Kiezkamera
Veröffentlicht am 07.03.2019 von Boris Buchholz
Kiezkultur trifft Telekom: Nachbarn haben „seit geraumer Zeit“ die Funktion der Telefonzelle (ja, so etwas haben wir noch im Bezirk) an der Ecke von Rothenburg- und Zimmermannstraße erweitert – man kann in der Zelle nicht nur telefonieren, sondern auch Bücher tauschen. Bürgerinnen und Bürger stellten Holzkisten als Regale auf, die Reihen füllten sich, es sieht so aus wie ein kleines Wohnzimmer (eine Sitzgelegenheit fehlt leider).

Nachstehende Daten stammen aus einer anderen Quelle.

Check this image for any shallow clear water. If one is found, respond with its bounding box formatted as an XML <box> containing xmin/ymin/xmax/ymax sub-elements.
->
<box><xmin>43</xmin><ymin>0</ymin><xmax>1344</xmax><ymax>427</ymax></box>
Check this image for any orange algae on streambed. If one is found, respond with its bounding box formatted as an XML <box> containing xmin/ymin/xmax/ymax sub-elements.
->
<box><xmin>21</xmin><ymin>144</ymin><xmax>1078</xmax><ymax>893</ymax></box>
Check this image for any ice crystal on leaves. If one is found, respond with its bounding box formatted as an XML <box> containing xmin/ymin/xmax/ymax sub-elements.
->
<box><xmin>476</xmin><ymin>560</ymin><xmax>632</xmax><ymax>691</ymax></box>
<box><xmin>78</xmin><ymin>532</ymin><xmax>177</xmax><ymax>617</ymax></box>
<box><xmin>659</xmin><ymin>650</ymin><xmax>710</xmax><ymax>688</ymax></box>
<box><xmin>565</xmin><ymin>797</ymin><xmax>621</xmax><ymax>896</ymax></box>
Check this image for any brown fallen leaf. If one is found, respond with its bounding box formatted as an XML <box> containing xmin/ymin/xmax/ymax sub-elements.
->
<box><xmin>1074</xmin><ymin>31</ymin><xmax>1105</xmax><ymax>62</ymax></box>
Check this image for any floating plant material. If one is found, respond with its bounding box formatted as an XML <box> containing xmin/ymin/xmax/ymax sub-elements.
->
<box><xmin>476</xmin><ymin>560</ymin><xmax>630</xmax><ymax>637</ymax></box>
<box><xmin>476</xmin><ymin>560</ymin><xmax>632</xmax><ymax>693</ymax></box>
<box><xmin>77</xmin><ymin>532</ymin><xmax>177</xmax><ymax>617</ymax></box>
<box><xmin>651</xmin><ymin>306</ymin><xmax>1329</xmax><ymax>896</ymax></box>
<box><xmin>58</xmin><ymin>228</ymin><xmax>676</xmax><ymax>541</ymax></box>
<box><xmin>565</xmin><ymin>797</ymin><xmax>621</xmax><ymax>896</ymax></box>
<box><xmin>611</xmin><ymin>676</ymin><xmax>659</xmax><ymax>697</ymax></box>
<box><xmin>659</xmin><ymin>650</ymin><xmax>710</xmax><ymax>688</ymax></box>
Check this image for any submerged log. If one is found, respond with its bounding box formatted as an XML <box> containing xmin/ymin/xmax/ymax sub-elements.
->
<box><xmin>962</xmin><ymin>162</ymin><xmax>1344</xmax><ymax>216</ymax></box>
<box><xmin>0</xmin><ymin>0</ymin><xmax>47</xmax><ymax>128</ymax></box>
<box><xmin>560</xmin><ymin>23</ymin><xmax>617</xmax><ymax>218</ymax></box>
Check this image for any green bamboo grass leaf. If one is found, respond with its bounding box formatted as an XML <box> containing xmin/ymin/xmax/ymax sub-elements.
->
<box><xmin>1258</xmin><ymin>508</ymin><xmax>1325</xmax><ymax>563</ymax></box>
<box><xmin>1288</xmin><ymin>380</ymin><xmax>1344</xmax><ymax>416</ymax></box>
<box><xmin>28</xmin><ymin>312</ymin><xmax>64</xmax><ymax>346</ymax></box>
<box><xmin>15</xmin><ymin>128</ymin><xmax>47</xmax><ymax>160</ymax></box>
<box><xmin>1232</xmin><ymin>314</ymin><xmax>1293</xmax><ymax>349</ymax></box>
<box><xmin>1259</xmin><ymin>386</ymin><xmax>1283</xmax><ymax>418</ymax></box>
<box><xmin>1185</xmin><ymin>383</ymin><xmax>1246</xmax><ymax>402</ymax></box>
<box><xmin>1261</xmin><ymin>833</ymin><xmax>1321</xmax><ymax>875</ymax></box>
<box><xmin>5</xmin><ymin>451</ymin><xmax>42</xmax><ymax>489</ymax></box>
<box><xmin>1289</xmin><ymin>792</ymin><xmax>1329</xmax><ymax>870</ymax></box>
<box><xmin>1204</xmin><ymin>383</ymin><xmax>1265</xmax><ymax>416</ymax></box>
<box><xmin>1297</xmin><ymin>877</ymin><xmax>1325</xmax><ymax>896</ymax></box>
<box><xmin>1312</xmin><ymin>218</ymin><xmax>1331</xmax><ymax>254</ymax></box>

Das schlanke Telefonhäuschen belebte die Kommunikation und den Zusammenhalt im Kiez. „Wer ein Buch übrig hat, legt es hin; wer eines möchte, nimmt es mit!“, schrieb mir Anwohner Christian Schadler. „Das funktionierte wunderbar und regelte sich wie von selbst.“
Doch bemerkte ein Telekom-Mitarbeiter die Zweckerweiterung – und griff zu Schlüssel, Stift und Papier. Seit Mitte letzter Woche ist die funktionierende Kommunikations-Zelle abgesperrt, ein handgeschriebener Zettel verkündet: „Wegen Beschädigung geschlossen – Deutsche Telekom.“ Der unter der angegebenen Nummer erreichbare Telekom-Mitarbeiter bestätigt zwar den Sachverhalt, verweist aber zur weiteren Stellungsnahme an die Pressestelle des Staatskonzerns. Bis zum Redaktionsschluss blieben meine Nachfragen unbeantwortet.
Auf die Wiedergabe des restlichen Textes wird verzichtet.